やる気ゼロ令嬢と時戻しの魔法士*努力しても選ばれなかった私は今度こそ間違えない
「私のほうこそ、ご挨拶が遅れました。
 サイモン・デイビスと申します」

「私はモニカ・キャンベルと申します。
 お見知りおきくださいませ」


 お姉様との間に入ってきたモニカの自己紹介にサイモンが、身体を引いた。
 偽りの愛を囁いた相手の出現に、思わず避けてしまったように見える。

 モニカの方はサイモンを警戒して、大事な友人を守ろうとしているように見える。
 相手が因縁のシドニー・ハイパーだとは知らないモニカの余所行きの笑顔が、従妹として見てて辛い。

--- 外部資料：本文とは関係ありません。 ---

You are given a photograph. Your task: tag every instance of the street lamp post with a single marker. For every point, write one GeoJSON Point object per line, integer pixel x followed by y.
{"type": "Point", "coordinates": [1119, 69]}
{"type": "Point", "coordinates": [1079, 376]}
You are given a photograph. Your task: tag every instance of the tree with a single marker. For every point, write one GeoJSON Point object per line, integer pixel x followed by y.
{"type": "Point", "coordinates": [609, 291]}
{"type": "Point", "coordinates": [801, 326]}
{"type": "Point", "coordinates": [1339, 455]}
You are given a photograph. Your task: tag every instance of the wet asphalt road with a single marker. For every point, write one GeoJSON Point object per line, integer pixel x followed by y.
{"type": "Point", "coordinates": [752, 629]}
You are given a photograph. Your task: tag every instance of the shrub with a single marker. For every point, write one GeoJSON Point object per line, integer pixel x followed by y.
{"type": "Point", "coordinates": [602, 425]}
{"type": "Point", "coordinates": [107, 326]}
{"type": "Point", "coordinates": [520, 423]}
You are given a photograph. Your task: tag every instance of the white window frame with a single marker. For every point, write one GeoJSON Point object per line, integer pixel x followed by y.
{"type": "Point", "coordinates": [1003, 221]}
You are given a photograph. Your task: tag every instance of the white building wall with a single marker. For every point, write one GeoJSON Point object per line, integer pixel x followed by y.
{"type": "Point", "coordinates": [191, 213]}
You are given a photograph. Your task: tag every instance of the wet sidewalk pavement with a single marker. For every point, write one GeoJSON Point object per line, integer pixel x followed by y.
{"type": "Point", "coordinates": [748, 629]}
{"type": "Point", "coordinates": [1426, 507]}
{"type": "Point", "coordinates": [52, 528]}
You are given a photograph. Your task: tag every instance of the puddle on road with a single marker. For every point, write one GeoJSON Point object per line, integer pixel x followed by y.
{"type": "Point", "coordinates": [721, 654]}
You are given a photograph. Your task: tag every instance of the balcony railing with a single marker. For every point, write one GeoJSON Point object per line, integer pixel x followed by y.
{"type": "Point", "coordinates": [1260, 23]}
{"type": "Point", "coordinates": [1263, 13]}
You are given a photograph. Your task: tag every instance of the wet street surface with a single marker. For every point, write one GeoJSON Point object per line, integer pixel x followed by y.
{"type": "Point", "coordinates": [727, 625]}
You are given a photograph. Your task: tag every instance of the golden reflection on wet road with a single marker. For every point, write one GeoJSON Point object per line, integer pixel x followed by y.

 あからさまに身を引かれたモニカも、微笑みだけは固定しているが、目元がきつい。
 モニカは私と違って、王子様系金髪碧眼好きの面食いではなかったか。


 来年の6月、サイモンとモニカはどこかで出会って恋に落ちたりするのかな、と思っていたが、この感じではふたりの相性はあまり良くない様に見える。
 前回は利害関係の一致で結ばれたカップルだったのか。
 

 とにかくサイモンがシドニー・ハイパーだとモニカに知られてはいけない。
 彼のその名前を知っているのはこの場ではメリッサだけだが、彼女は事情が分からない限り、余計なことは言わない賢いひとなので、大丈夫だと思う。

 現に目の前でシドニー王子がサイモンだと自己紹介しても、黙ってくれていた。
 あぁ、だから大好きなの、メリッサが。